Tão celebrada, capa de tantas revistas, modelo das mais icônicas fotos, tema de livros, a aniversariante Brasília faz parte da história do mundo. Hoje, porém, mais do que isso, Brasília vive o mesmo drama do mundo: aqui também se combate a doença, a pandemia, a peste que parece nunca abandonar de vez a humanidade, desta vez com o nome de novo coronavírus. Ou Covid-19.

No território de Brasília, o Distrito Federal, vive um povo que já nasce com o valor de ser de vanguarda, com a missão de liderar. De estar à frente das questões brasileiras que precisam ser resolvidas urgentemente. Agora lidamos com a doença. Precisamos enfrentá-la e vamos vencê-la.

A um governador cabe tomar decisões graves que impactam, de uma hora para outra, milhões de pessoas. Deliberações que precisam levar em conta múltiplos fatores: a sobrevivência da população, os vínculos familiares, os empregos, a maneira de ganhar o pão de cada dia, as rotinas, as aspirações, os medos, as angústias.  Fechar lojas, restaurantes, parques, orientar que tantos fiquem em casa são decisões que geram solidariedade, união e cooperação. Mas também críticas e perplexidades.

É necessário também que milhares continuem no trabalho, para manter Brasília viva. São os entregadores, os agricultores, os frentistas, o pessoal da limpeza, da zeladoria, as mulheres e homens dos bombeiros, da segurança pública. A cada um deles, Brasília agradece para sempre.

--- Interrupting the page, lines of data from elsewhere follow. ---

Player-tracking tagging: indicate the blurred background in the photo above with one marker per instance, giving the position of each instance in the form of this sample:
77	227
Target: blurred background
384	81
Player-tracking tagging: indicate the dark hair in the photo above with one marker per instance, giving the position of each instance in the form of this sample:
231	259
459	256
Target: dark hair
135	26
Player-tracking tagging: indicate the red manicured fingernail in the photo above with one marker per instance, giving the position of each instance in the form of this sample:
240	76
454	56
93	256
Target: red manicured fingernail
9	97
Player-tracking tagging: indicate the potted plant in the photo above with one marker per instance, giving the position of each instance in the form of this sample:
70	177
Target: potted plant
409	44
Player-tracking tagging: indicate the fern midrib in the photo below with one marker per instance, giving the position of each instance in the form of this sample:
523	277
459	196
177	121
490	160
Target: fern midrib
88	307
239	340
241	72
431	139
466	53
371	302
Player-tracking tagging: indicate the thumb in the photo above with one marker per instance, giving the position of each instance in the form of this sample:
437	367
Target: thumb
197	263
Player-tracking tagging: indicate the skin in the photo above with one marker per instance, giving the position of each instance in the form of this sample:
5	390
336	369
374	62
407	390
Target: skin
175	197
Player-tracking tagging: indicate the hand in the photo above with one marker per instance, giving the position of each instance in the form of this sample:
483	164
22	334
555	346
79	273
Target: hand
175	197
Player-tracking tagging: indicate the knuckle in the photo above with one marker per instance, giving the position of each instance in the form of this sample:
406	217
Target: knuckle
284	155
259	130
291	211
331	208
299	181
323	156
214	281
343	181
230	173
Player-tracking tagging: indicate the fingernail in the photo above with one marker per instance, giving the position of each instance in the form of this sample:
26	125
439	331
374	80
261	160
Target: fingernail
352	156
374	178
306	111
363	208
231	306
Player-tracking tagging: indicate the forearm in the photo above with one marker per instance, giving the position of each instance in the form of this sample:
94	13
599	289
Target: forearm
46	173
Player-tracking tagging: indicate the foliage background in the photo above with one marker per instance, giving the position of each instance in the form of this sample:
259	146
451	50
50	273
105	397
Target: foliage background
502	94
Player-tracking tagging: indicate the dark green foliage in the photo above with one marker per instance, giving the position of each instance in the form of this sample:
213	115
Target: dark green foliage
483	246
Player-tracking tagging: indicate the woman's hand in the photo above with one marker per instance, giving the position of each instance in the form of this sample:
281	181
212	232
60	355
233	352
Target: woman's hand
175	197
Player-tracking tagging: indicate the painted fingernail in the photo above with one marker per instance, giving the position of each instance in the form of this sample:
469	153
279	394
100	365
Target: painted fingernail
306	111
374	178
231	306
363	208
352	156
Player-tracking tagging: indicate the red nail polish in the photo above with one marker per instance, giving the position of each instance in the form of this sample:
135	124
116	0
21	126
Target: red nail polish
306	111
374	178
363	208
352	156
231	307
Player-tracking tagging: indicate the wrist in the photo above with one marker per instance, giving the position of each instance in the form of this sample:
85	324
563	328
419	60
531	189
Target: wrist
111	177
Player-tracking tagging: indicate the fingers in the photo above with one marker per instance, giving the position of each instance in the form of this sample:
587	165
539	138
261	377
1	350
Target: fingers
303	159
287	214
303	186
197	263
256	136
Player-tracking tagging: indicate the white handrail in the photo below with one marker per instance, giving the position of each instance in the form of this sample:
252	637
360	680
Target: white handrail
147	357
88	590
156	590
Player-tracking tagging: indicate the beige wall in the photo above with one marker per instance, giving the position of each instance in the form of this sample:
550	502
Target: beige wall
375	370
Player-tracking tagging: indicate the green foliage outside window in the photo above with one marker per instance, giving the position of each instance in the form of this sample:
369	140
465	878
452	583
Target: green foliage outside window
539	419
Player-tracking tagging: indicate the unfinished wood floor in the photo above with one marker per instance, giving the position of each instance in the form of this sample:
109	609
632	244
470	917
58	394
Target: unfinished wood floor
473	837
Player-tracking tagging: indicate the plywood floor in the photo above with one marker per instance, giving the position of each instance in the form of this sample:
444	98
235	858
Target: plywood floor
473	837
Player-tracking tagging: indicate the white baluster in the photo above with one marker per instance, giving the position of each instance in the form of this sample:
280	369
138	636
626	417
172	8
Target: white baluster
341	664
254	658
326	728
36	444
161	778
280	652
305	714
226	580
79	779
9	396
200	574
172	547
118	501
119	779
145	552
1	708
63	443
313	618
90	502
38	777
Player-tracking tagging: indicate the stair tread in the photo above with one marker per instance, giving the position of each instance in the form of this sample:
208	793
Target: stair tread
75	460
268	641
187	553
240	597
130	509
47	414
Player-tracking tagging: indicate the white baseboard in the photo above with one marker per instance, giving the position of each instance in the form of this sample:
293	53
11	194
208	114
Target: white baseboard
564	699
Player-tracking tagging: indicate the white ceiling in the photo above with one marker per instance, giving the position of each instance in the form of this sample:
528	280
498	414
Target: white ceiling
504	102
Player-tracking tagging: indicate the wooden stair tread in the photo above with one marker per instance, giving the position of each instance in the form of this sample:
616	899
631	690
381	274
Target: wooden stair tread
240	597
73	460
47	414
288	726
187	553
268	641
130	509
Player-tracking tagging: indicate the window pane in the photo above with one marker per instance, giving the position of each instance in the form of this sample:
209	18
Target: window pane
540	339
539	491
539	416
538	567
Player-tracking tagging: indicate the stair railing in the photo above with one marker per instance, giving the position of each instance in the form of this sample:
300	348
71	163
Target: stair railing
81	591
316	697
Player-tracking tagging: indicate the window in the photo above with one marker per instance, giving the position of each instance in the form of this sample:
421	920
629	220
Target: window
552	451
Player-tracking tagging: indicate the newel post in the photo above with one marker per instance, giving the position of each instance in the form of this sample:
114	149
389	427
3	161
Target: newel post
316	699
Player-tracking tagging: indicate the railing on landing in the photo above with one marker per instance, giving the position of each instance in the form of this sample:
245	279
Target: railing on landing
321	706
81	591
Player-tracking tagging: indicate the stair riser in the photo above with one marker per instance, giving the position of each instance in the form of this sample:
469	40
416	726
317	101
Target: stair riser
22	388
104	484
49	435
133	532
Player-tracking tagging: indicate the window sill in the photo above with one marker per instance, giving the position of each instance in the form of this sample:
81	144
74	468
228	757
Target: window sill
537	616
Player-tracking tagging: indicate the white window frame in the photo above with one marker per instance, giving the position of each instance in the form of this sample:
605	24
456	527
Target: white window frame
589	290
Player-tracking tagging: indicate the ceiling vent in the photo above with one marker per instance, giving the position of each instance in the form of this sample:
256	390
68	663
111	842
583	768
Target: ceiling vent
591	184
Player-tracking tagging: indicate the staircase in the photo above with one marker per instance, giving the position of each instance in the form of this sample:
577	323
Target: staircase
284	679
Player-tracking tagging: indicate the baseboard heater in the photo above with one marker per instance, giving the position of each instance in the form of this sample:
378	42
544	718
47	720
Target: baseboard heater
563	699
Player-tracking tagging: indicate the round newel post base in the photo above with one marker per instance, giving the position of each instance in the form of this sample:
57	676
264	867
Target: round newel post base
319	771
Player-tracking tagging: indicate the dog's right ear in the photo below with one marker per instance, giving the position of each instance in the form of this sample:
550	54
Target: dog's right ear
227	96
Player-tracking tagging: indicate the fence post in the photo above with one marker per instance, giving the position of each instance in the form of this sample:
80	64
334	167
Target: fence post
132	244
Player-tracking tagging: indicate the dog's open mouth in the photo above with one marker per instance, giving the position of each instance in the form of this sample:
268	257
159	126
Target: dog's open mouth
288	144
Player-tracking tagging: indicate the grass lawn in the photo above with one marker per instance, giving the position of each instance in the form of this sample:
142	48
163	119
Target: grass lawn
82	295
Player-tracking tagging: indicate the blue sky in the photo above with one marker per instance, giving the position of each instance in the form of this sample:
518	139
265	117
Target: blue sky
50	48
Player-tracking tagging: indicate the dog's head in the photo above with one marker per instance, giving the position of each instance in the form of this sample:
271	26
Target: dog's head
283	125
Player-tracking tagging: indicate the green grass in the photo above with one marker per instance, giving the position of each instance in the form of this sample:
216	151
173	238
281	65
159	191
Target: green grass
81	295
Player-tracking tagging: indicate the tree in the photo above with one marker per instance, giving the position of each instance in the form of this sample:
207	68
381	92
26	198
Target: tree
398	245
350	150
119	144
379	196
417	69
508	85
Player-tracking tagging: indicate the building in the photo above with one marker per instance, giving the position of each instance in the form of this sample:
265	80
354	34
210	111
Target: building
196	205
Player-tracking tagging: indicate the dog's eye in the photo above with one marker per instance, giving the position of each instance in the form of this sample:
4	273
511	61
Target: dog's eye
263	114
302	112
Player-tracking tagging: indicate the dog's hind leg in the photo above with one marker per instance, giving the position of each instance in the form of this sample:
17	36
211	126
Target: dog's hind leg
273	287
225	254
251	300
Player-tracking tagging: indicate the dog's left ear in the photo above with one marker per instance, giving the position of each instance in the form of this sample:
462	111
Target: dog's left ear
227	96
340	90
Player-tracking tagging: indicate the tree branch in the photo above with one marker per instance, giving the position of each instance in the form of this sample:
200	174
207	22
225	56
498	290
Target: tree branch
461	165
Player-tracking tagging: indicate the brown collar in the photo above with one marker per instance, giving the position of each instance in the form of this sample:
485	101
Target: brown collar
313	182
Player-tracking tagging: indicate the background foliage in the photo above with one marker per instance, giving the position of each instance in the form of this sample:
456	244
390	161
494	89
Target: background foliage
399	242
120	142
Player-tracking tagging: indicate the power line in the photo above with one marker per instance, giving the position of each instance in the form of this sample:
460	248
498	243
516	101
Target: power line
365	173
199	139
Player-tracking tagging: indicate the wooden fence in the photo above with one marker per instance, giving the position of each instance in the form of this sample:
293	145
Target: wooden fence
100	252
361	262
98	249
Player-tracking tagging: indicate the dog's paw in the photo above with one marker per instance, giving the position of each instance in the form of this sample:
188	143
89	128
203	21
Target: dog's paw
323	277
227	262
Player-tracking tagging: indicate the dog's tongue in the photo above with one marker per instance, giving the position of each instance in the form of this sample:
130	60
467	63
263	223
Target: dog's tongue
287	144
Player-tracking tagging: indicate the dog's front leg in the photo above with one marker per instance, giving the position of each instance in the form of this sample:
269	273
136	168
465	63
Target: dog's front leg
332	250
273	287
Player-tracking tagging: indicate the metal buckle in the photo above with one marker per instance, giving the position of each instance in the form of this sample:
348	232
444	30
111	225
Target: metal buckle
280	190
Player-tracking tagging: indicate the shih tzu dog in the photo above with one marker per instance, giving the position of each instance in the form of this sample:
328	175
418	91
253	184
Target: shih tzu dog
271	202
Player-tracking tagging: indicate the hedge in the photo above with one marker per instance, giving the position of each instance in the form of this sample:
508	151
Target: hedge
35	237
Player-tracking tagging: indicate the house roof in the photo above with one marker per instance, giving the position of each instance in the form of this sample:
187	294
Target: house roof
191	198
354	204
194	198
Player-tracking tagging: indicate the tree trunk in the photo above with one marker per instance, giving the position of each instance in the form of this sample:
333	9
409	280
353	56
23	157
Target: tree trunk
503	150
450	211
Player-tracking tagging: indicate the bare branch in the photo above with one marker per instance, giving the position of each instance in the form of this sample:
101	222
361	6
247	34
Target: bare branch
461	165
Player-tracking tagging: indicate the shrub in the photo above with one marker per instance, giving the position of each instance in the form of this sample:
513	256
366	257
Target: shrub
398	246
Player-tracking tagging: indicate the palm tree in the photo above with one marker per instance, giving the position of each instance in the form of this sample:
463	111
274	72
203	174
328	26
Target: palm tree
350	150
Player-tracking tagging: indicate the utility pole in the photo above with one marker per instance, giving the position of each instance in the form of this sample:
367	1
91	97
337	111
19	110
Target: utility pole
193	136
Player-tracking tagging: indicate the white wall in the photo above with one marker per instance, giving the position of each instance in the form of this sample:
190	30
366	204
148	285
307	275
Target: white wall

Ainda é preciso pensar nas contas públicas, nas folhas de pagamento, na capacidade de recuperação econômica, nos empreendedores que estão com os negócios fechados. E nos que não contam com trabalho fixo, nos sem-teto, nos que lutam por comida diariamente e para os quais a quarentena não é opção. É preciso, continuadamente, fazer escolhas que geram aflição a milhares.

E, sobretudo, é preciso ficar  junto ao sistema de saúde. Fazer projeções, monitorar os leitos dos hospitais, o pessoal, a chegada dos insumos.  É necessária uma dedicação imensa de todos para que a cadeia da saúde acomode não apenas as vítimas da pandemia, mas também mantenha os procedimentos da pesada rotina de todas as semanas do ano. Para cada paciente que recebe alta, nós devemos aplaudir de coração aos profissionais que os salvam. A eles, homens e mulheres, dedicamos os 60 anos de Brasília.

Por mais que tenhamos especialistas, assessorias, estudos, as decisões mais graves a serem tomadas neste tempo são solitárias. É momento de diálogo com a própria consciência. Nossos pareceres afetam o morador do Plano Piloto, os mais de 400 mil habitantes de Ceilândia, a sempre movimentada Taguatinga, os arranha-céus de Águas Claras, as comunidades carentes do Sol Nascente e do Itapoã, entre tantas outras. Mais: a verdade é que a decisão a ser tomada aqui provavelmente será replicada em tantos outros lugares do país. Daí a responsabilidade se multiplica.

Não são decisões frias, apenas técnicas. São ordens e orientações que carregam mudanças radicais nas trajetórias de tanta gente. O que nos guia neste período é que as decisões têm um norte: as pessoas, a vida. O que, no conjunto, será o melhor para todos.

De uma perspectiva histórica, Brasília foi vitoriosa em todas as batalhas que enfrentou. Sua própria construção e fundação, a linha de frente da interiorização do Brasil, a volta da democracia, o novo marco constitucional, a estabilidade econômica, a implantação dos programas para combater a pobreza. Em tudo isso fomos bem-sucedidos. Estamos vivendo uma guerra nova, de tamanho e perspectiva ainda não completamente conhecidas. Mas vamos vencê-la, assim como vencemos tantas outras.

Brasília. Uma civilização que nasceu de um sonho, da utopia, em breve vai se reencontrar, se reinventar, para sonharmos de novo.